We have learned about correlation. Autocorrelation is used to find how similar a signal, or function, is *to itself* at a certain time difference, which is referred to as lag.
For example, let's say I have the following sequence:
vals = np.array([4,1,3,1,4,1.5,2.5,0.2,3.5,1,2,1.5])
Let's make a plot to see it better:
plt.stem(vals, use_line_collection=True)
An autocorrelation will compare this original array to every possible shifted version of itself.
a = np.roll(vals, -1)
b = np.roll(vals, -2)
c = np.roll(vals, -4)
plt.stem(vals, use_line_collection=True)
(markers, stemlines, baseline) = plt.stem(b, use_line_collection=True)
plt.setp(markers, marker='D', markersize=10, markeredgecolor="orange", markeredgewidth=2)
np.corrcoef(vals, c)
array([[1. , 0.8598234],
[0.8598234, 1. ]])
(fs, x) = read('../audio/80sPopDrums.wav')
xnorm = x/np.abs(x.max())
time = np.arange(0,xnorm.size/fs,1/fs)
hop_length = 512 # 50% overlap
frame_length = 1024
energy = feature.rms(xnorm, hop_length=hop_length, frame_length=frame_length)
len(energy[0])
752
frames = range(len(energy[0]))
t = frames_to_time(frames, sr=fs, hop_length=hop_length)
t.shape
(752,)
import matplotlib.pyplot as plt
plt.figure(figsize=(15,4))
plt.plot(time, xnorm, alpha=0.3)
plt.plot(t, energy[0], 'g--');
diff = energy[0][1:] - energy[0][0:-1]
#half-wave rectification - use numpy.where to set elements of array when condition is satisfied
diff = np.where(diff < 0, 0, diff)
#diff[diff < 0 ] = 0
plt.figure(figsize=(15,4))
plt.plot(t[1:], diff)
xplines = diff > 0.03
xplines[:20]
array([ True, False, False, False, False, False, False, False, False,
False, False, False, False, False, False, False, False, False,
False, False])
plt.figure(figsize=(15,4))
plt.plot(time, xnorm, alpha=0.3)
plt.plot(t, energy[0], 'g--');
for xc in t[1:][xplines]:
plt.axvline(x=xc, linestyle='--')
We can use librosa.clicks to check how we are doing (click to see detail)
import librosa
clicks = librosa.clicks(times=t[1:][xplines], sr=fs, hop_length=None)
print(xnorm.size, clicks.size)
384993 377658
clicks.resize(xnorm.shape)
combn = clicks + xnorm
from IPython.display import Audio
Audio(combn, rate=fs)
ac = librosa.autocorrelate(diff)
plt.plot(ac)
plt.title('Autocorrelation of Energy differential')

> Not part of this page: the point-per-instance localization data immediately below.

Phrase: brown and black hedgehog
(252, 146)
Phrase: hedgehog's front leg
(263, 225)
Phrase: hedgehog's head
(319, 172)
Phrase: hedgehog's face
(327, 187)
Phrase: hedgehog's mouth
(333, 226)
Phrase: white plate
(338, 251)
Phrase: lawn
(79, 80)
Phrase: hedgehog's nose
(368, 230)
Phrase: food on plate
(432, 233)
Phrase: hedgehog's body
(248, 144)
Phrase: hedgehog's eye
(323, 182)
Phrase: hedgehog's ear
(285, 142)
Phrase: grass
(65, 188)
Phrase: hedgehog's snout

plt.xlabel('Time lag (in frames)')
ac.max()
1.0824595377261215
ac[0]
1.0824595377261215
v = ac[1:].max()
v
0.7043166239738892
points = np.where(ac > 0.4) #ignore zero and one
points
(array([ 0, 1, 47, 70, 71, 117, 118, 141, 187, 188, 235, 258]),)
Calculate the times between successive spikes (each frame increments by 512 samples).
fsec = 512/fs
fsec
0.011609977324263039
points = np.array(points)
t_inc = fsec * points
# ignore first two values (zero and one)
t_inc[0][2:]
array([0.54566893, 0.81269841, 0.82430839, 1.35836735, 1.36997732,
1.6370068 , 2.17106576, 2.18267574, 2.72834467, 2.99537415])

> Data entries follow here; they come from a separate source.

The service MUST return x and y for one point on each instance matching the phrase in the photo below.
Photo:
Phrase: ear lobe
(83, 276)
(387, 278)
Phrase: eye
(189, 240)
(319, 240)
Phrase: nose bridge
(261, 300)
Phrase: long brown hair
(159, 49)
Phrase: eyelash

#calculate the differences between the values
ts = t_inc[0][2:]
ts[1:] - ts[:-1]
array([0.26702948, 0.01160998, 0.53405896, 0.01160998, 0.26702948,
0.53405896, 0.01160998, 0.54566893, 0.26702948])

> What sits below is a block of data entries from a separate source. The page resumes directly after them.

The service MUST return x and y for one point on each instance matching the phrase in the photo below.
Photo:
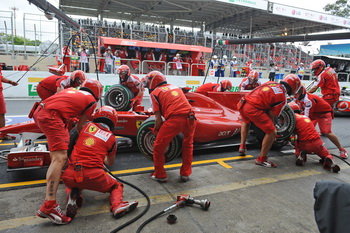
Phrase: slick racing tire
(118, 97)
(145, 140)
(285, 125)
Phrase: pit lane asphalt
(244, 197)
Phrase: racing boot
(124, 208)
(242, 150)
(330, 165)
(301, 159)
(73, 201)
(52, 211)
(343, 153)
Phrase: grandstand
(205, 22)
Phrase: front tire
(145, 141)
(118, 97)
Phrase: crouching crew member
(320, 112)
(54, 84)
(261, 106)
(133, 83)
(95, 146)
(53, 117)
(224, 85)
(309, 141)
(170, 102)
(250, 82)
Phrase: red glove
(154, 130)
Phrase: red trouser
(135, 64)
(315, 146)
(170, 128)
(43, 92)
(95, 179)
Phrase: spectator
(233, 67)
(201, 66)
(84, 59)
(177, 66)
(250, 82)
(86, 167)
(170, 102)
(109, 60)
(150, 57)
(3, 105)
(224, 85)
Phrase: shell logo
(89, 142)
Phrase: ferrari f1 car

Notice that .011, .276, and .534 (approximately) recur (in seconds). 60 divided by these values gets us estimated tempo.
tempa = 60 / .011
tempb = 60 / .267
tempc = 60 / .534
print( tempa, tempb, tempc)
5454.545454545455 224.7191011235955 112.35955056179775
Given the "normal" range of tempi, tempc is the most likely. Check with tempo calculator.